■父「一周忌って言わないで」
 青森市立浪岡中2年の葛西りまさん=当時(13)=がいじめを苦に自ら命を絶ってから、25日で1年がたつ。遺族は今も悲
しみとつらさを抱えながら、りまさんのため、これからの子どもたちの命を守るために、自殺の背景を明らかにしたいと、市
教委の審議会によるいじめ調査と向き合う。

 「一周忌って言わないでほしい。本当なら25日はただの日。節目でも何でもない」。父親の剛さん(39)は、市内の自宅で
胸の内を明かした。

 りまさんが亡くなったのは昨年8月25日朝。
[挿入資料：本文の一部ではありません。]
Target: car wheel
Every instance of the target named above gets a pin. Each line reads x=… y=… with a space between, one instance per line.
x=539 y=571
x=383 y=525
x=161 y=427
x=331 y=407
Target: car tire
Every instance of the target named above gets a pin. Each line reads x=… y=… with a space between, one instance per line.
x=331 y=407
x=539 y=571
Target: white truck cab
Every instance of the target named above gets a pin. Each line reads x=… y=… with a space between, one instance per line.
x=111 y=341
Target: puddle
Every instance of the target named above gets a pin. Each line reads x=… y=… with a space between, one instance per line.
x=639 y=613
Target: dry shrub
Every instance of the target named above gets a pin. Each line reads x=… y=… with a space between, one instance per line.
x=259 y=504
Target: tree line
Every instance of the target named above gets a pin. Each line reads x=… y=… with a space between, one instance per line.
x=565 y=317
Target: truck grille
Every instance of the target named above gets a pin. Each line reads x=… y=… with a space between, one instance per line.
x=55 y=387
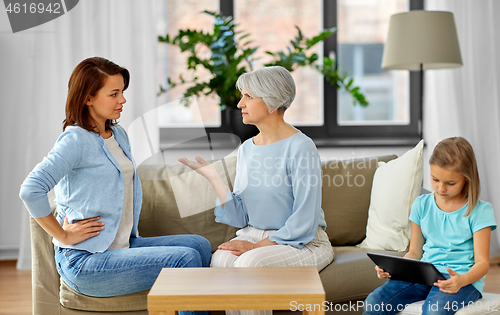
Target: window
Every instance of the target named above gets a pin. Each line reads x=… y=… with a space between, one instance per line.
x=325 y=114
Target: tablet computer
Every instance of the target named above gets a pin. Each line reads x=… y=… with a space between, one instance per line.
x=405 y=269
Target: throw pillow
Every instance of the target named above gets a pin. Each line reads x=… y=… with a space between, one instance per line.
x=396 y=184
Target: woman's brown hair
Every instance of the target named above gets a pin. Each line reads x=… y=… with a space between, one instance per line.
x=88 y=77
x=456 y=154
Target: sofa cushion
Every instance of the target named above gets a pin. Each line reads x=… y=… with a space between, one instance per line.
x=351 y=276
x=346 y=197
x=188 y=207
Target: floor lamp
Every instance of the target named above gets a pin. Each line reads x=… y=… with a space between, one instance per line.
x=421 y=40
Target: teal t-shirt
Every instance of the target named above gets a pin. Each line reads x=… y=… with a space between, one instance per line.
x=448 y=235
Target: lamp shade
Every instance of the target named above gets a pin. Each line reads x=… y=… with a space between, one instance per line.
x=426 y=39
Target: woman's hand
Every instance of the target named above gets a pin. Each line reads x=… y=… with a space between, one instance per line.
x=381 y=274
x=237 y=247
x=452 y=285
x=81 y=230
x=201 y=167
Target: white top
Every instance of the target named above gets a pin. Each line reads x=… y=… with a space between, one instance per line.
x=122 y=239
無料通信アプリを介した同級生からの悪口などに思い悩んだ末の行動だった
―と遺族は訴える。

 前年から心ない悪口に苦しんでいた。スマートフォンに残された「遺書」には、いじめたとされる生徒らの名前や苦悩に満
ちた言葉と共に、家族や友人への感謝がつづられていた。

 突然の別れから1年近く経過する。剛さんは「あっという間なのか、長かったのか、まるで感覚がない」と力なく語る。

 「昨年の今ごろはこうだったとか、何をしていたとか、昨年と今を比べてしまう」。8月の日付を見たくないとの思いから、部
屋のカレンダーは既に9月だ。

 かけがえのない命が失われたことを受け、市教委は昨年9月、弁護士や医師らで構成する「市いじめ防止対策審議会」を
設置。審議会はいじめがあったと認定したが、最終段階の報告書案には、自殺の原因に「思春期うつ」が挙げられた。

 審議会の見解に対し、剛さんらは「納得できない」と訴え、構成委員の交代を含めて再調査を求めた。現在、市教委が人
選を進めており、出直しを待つ。